Tel un réel météore traversant notre stratosphère, le 5e film de François Delisle n’est pas passé inaperçu. À toute vitesse, cet amas de fragments cinématographiques a illuminé les yeux de ceux et celles qui l’ont croisés sur grand écran (prix Luc Perrault/LA PRESSE 2013 du meilleur film québécois selon les critiques de l’AQCC) et remplis leurs oreilles d’une bande son riche et créative. Une œuvre dense et poétique qui tient ensemble grâce à un noyau central fort, utilisant le grand écran comme une toile vierge d’où émane beaucoup plus qu’une simple lumière.

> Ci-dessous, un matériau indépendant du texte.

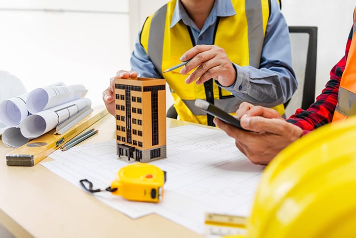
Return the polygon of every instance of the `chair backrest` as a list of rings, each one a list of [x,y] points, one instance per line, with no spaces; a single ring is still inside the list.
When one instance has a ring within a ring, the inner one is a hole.
[[[318,39],[316,26],[289,26],[289,29],[298,89],[285,104],[287,118],[298,108],[306,110],[314,102]]]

Car derrière les monologues de quatre personnages orbitant autour d’un cinquième, le prisonnier purgeant sa peine, il y a un ardant cri d’amour au cinéma, de l’art en mouvement dans presque tous les plans, un réalisateur qui semble enfin libre de créer comme il le souhaitait vraiment. LE MÉTÉORE est si unique que tous les témoignages de ceux qui l’auront vu seront différents, chacun ayant vécu cette expérience sensorielle à sa façon.
S’il n’y a pas d’interaction entre les personnages, il en existe plusieurs entre les suites d’images qui se répondent, entre les soliloques qui finissent par raconter une histoire commune. Il y a justement cette séquence où le personnage de Pierre relate sa première journée dans sa cellule et à ce moment nous voyons un éclat de lumière blanche devenir le plafond d’un tunnel où les néons deviennent les perforations d’une pellicule qui défile sous nos yeux. Et quelques instants plus tard, c’est tout le mécanisme d’un projecteur qui est illustré par la machinerie d’où sortent les pierres d’une mine.

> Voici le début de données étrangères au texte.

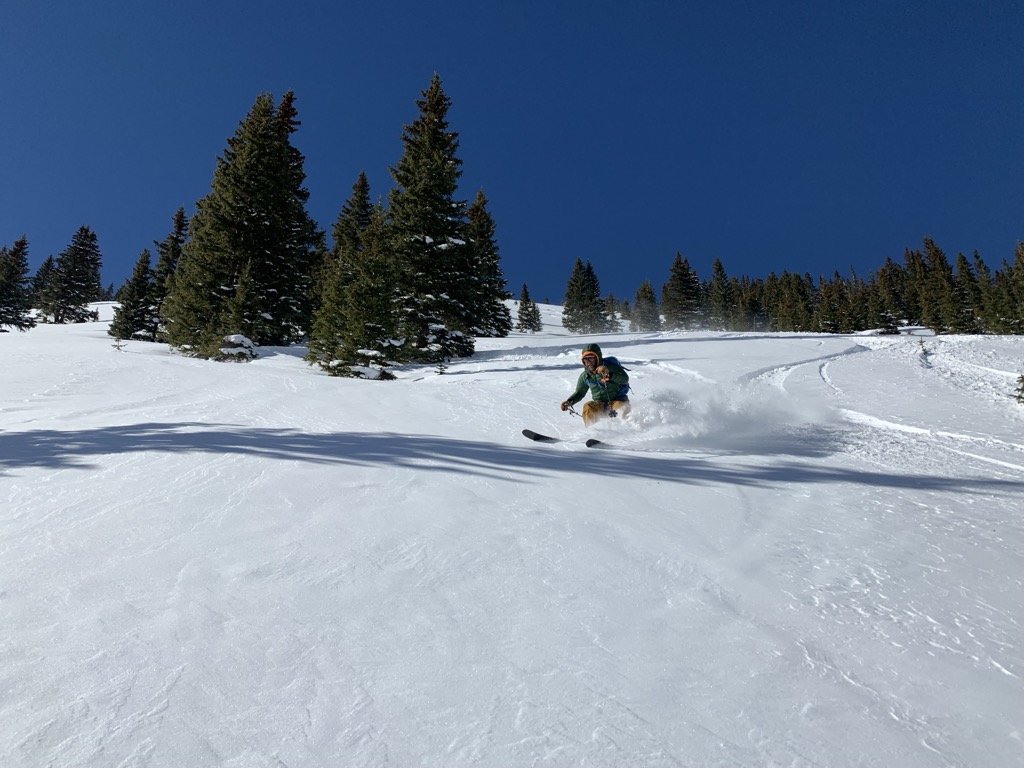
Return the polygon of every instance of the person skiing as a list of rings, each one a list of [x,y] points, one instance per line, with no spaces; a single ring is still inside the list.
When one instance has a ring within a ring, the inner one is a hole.
[[[626,416],[630,413],[630,375],[614,357],[604,357],[601,347],[587,344],[581,355],[584,371],[580,374],[575,391],[562,401],[562,411],[587,396],[591,400],[583,407],[583,423],[590,426],[606,416]]]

Et quelle belle idée de dissocier le physique des acteurs des voix qui les représentent. Cela permet à la fois de se concentrer davantage sur la texture des tons de chaque narrateur et d’être à l’écoute du non verbal souvent bavard de chaque protagoniste. Il faut aussi porter une attention particulière à tout le travail sonore, une harmonieuse trame composée de nombreuses couches qui habillent ces récits intérieurs.

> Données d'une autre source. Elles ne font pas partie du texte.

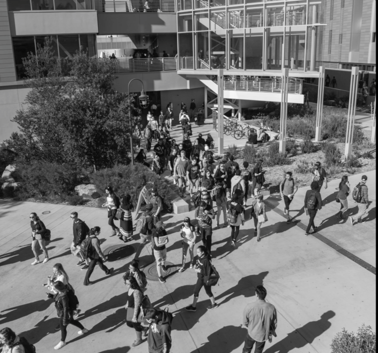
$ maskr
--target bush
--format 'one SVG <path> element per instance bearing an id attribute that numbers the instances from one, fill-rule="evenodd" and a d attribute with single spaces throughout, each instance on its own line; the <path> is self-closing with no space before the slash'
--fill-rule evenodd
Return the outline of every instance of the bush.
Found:
<path id="1" fill-rule="evenodd" d="M 164 208 L 172 209 L 170 193 L 168 185 L 158 175 L 142 164 L 116 165 L 112 168 L 101 169 L 94 173 L 90 178 L 99 192 L 105 195 L 105 188 L 111 185 L 120 198 L 129 194 L 136 207 L 139 194 L 144 186 L 150 190 L 154 187 L 162 197 Z"/>
<path id="2" fill-rule="evenodd" d="M 345 328 L 332 340 L 331 353 L 376 353 L 376 338 L 370 326 L 363 324 L 356 334 Z"/>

À la limite, tant qu’à prendre autant de risques, François Delisle aurait pu ponctuer son film de quelques silences supplémentaires et faire respirer encore plus quelques plans dont le montage parfois trop prononcé leurs tranchaient les ailes en pleine envolée.
Au final, nous avons droit à du cinéma audacieux, qui ose explorer des trajectoires nouvelles dans notre jeune cinématographie. De RUTH à 2 FOIS UNE FEMME, il aura fallu tout ce chemin pour que François Delisle nous dévoile les multiples facettes de son talent avec LE MÉTÉORE. Comme si auparavant il s’était toujours retenu dans un carcan narratif qui ne lui convenait pas complètement. Après tant de liberté, il y a eu le magnifique CHORUS, poursuivant dans une autre direction sa comète. Mais pour les prochains films à venir, pourra-t-il simplement revenir en orbite ou au contraire il partira découvrir de nouvelles frontières?